Australian home buyers and mortgagor homeowners might get punished By the Reserve Bank of Australia with higher mortgage repayments for the mining boom, the Queensland floods and Cyclone Yasi.
Real economy is going backwards
This grim analysis is based on the wider economy going backwards, with house prices falling in all areas except mining boom towns, fruit and vegetables are growing in price rather than in the fields, and the devastation of the Queensland floods will divert construction to remedial and refurbishment damaged buildings and away from building new homes.
These events have given Australia an inflation rate of 3.3% per annum, and that is over the 3% ceiling the Reserve Bank has set as the top line within its framework of control.
Whilst tightening of credit is an important consideration to keep a lid on the housing inflation , I have always thought that in times like these the RBA would do better to make finance and home loans harder to get, by controlling the lending practices of the banks to require higher deposits. The mining industry is relatively small when you look at the employment side of things. But small business and retailing are huge employers collectively and any rate rise will hit them hardest and not do anything to control the investments made by the mining industry.
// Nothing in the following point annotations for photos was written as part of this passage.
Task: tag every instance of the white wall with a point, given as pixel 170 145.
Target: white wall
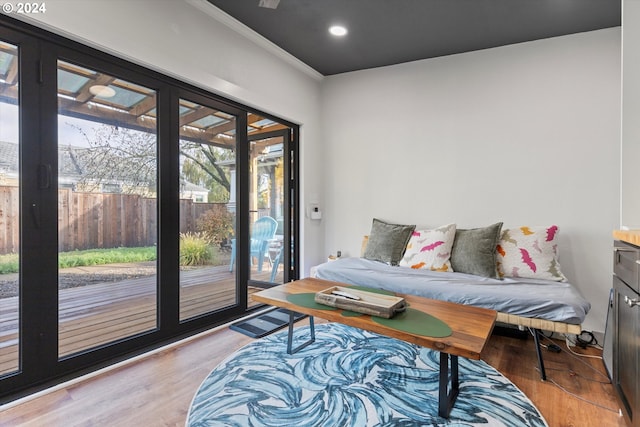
pixel 524 134
pixel 630 195
pixel 187 39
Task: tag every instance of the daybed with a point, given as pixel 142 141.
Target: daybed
pixel 513 271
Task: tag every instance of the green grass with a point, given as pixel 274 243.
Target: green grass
pixel 9 263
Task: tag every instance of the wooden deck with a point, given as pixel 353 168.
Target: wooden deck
pixel 101 313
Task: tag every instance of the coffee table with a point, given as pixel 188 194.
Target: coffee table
pixel 470 326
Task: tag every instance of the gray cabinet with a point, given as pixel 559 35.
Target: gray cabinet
pixel 626 329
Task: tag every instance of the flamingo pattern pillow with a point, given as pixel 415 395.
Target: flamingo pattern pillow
pixel 529 252
pixel 430 249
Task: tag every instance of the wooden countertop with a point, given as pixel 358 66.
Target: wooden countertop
pixel 629 236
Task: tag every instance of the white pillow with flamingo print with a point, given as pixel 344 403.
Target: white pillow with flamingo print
pixel 529 252
pixel 430 249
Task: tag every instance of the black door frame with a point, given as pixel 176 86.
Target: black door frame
pixel 40 366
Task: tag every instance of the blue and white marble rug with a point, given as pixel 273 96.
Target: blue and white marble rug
pixel 350 377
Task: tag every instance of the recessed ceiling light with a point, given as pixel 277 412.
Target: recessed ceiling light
pixel 338 30
pixel 102 91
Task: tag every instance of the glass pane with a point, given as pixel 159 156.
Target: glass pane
pixel 9 211
pixel 107 209
pixel 207 210
pixel 266 205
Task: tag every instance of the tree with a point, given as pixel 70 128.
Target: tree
pixel 129 157
pixel 202 166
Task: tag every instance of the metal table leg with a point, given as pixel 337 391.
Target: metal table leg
pixel 446 399
pixel 291 350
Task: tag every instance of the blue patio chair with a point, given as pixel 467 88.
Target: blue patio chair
pixel 262 232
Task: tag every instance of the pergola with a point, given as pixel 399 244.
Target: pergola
pixel 98 97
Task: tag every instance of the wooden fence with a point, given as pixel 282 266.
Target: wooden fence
pixel 98 220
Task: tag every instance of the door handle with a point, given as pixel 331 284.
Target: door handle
pixel 35 215
pixel 44 176
pixel 631 302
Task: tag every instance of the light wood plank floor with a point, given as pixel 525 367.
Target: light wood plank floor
pixel 157 390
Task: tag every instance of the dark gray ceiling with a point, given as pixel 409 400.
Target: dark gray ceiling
pixel 385 32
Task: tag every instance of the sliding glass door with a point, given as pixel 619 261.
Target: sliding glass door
pixel 208 146
pixel 107 207
pixel 9 209
pixel 129 207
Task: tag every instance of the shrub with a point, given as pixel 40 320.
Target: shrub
pixel 195 249
pixel 217 224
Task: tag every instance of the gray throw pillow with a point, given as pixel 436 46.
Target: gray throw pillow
pixel 387 242
pixel 474 251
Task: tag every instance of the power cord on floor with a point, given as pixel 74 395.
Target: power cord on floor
pixel 567 340
pixel 577 356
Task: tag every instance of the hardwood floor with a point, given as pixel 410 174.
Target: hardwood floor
pixel 157 390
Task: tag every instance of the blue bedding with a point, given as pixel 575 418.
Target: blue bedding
pixel 540 299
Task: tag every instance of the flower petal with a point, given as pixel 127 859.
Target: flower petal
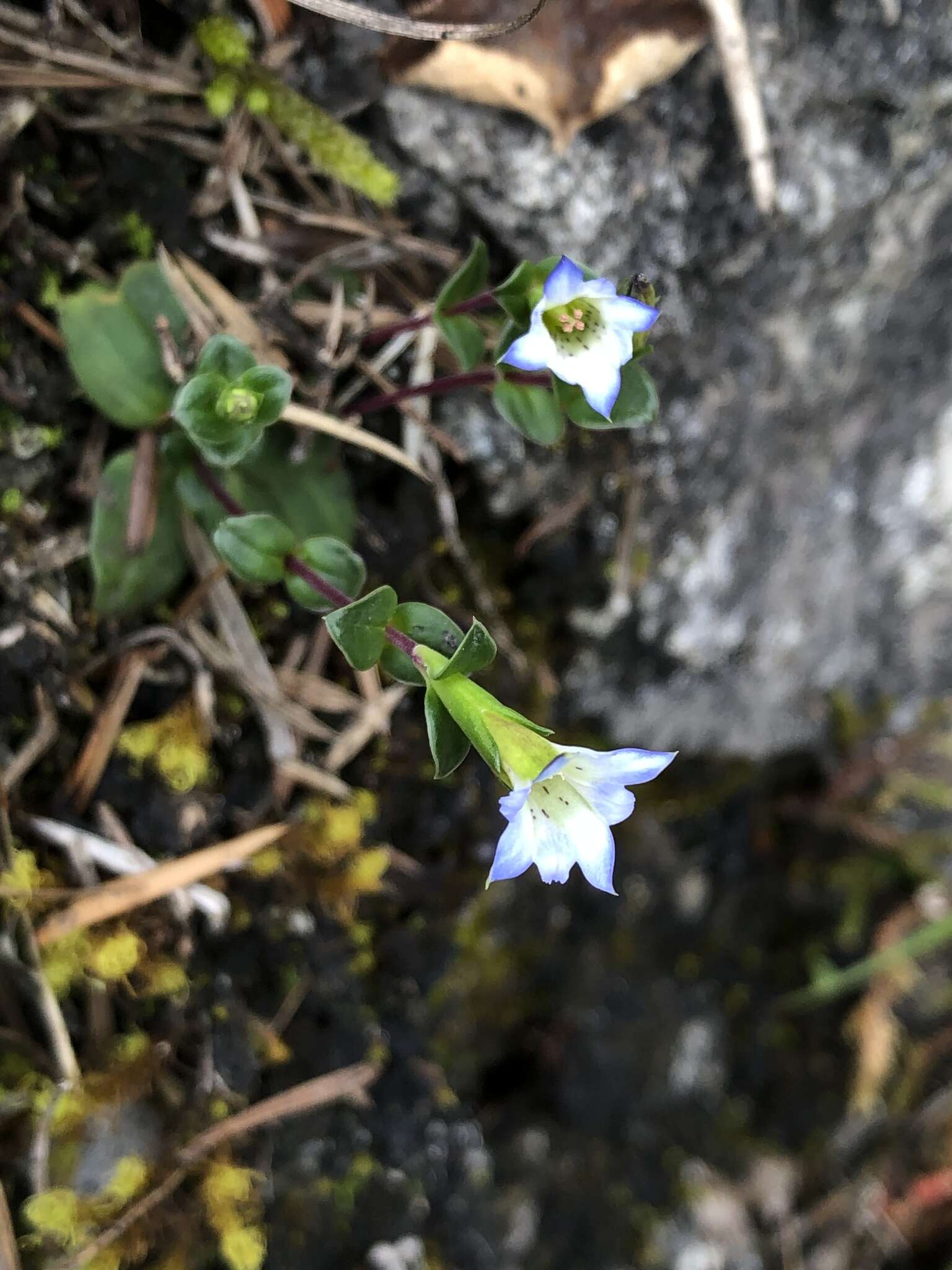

Is the Consumer Price Index is a "crock".
How do they work out the CPI in the first place? Food, water and utilities is becoming a diminishing part of the CPI basket and food prices, water and electricity have gone through the roof in recent years. So inflation for families is possibly 10% per annum, not 3.3% that the RBA claim it is for the economy. These fake inflation figures more about controlling demands for higher wages than about reporting the rising cost of living in my view. Where are the unions when you need them? Making credit card repayments and mortgage payments higher on top of the highre food and electricity bills burden burden, and at the same time as family payments and welfare payments are targeted for reduction and savings, could fracture the economy down the middle.
Is the RBA toolbox is too skinny.
My biggest beef with the RBA is it likes to keep it simple, too simple in my view. Interest rate control has been its blunt hammer for decades. Haven't we evolved a more complex economy since then that has better more refined solutions. Interest rate rises hurt too many people these days for the result that they give. Controlling banks lending policies seems a much fairer way to control lending and money circulation. Another method might be to offer a rate reduction for people that set a shorter term to repay their home loan. This would force mortgagors into "saving" and take money out of the economy without the need to make homeowners carry a bigger burden without saving money. So whilst economists say that the RBA rate rise is going to happen sooner rather than later, I ask the question why?